Which Way the Dragon? Sharpening Allied Perceptions of China’s Strategic Trajectory
Given the rapid pace of change throughout Asia in recent decades, assessing China’s longer-term trajectory – and that of the Indo-Pacific region as a whole – represents a huge challenge for defense and security planners. Attempts to predict China’s strategic posture 15 to 30 years from now are hampered by a far more volatile security environment than that which governed the Cold War era. Yet in spite of the many strategic dislocations of the 21st century, most Western policymakers continue to rely upon the periodic strategic assessment principles regarding China that were practiced during the relatively stable late 20th century. The resulting policies are frequently and necessarily revised in the face of contemporary economic, political, and even epidemiological disruptions.
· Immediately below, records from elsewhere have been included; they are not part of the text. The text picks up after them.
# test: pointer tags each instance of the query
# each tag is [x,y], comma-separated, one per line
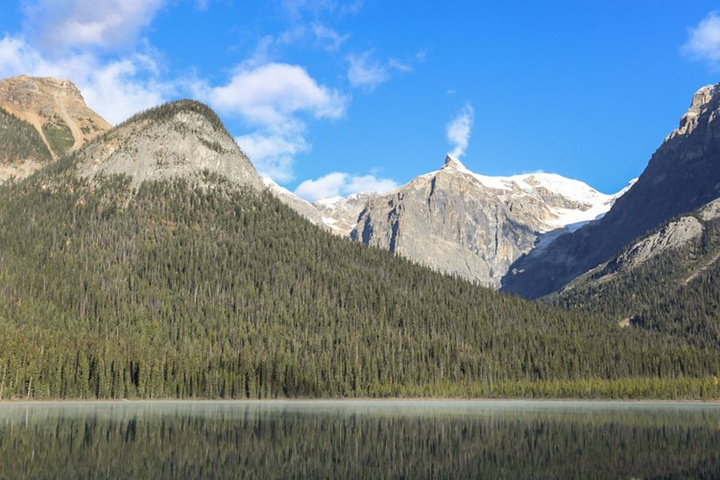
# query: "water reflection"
[359,440]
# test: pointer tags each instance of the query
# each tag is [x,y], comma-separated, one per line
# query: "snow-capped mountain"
[459,222]
[476,226]
[341,213]
[682,175]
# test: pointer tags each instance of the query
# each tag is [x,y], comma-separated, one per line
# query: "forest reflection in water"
[349,439]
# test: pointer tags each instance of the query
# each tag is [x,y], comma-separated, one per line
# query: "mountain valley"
[154,262]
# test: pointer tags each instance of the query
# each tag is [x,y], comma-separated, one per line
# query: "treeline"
[178,291]
[662,294]
[20,141]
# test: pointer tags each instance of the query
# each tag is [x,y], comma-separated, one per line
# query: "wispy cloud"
[459,130]
[298,8]
[116,89]
[273,154]
[704,41]
[340,184]
[274,95]
[277,99]
[330,39]
[367,72]
[56,25]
In Which Way the Dragon?, CSBA Nonresident Fellow Ross Babbage and colleagues argue for a new, scenario-based approach to defense and security planning in the Indo-Pacific. Drawing upon expert analysis of current conditions, three to four overarching scenarios for China should be considered as potential guideposts over the next 15 years. Each outcome would include a series of lead indicators, allowing analysts to determine which future scenario China is headed towards, prepare for potential alternatives in advance, and make adjustments to strategies, operational concepts, and military and security systems when necessary. The end result should markedly reduce the uncertainties about the strategic environment in the 2035 timeframe and provide greatly improved foundations for confident decisions on security policy and capability development. In short, this approach offers a superior way of addressing the security challenges faced by the Western allies and their security partners in the Indo-Pacific.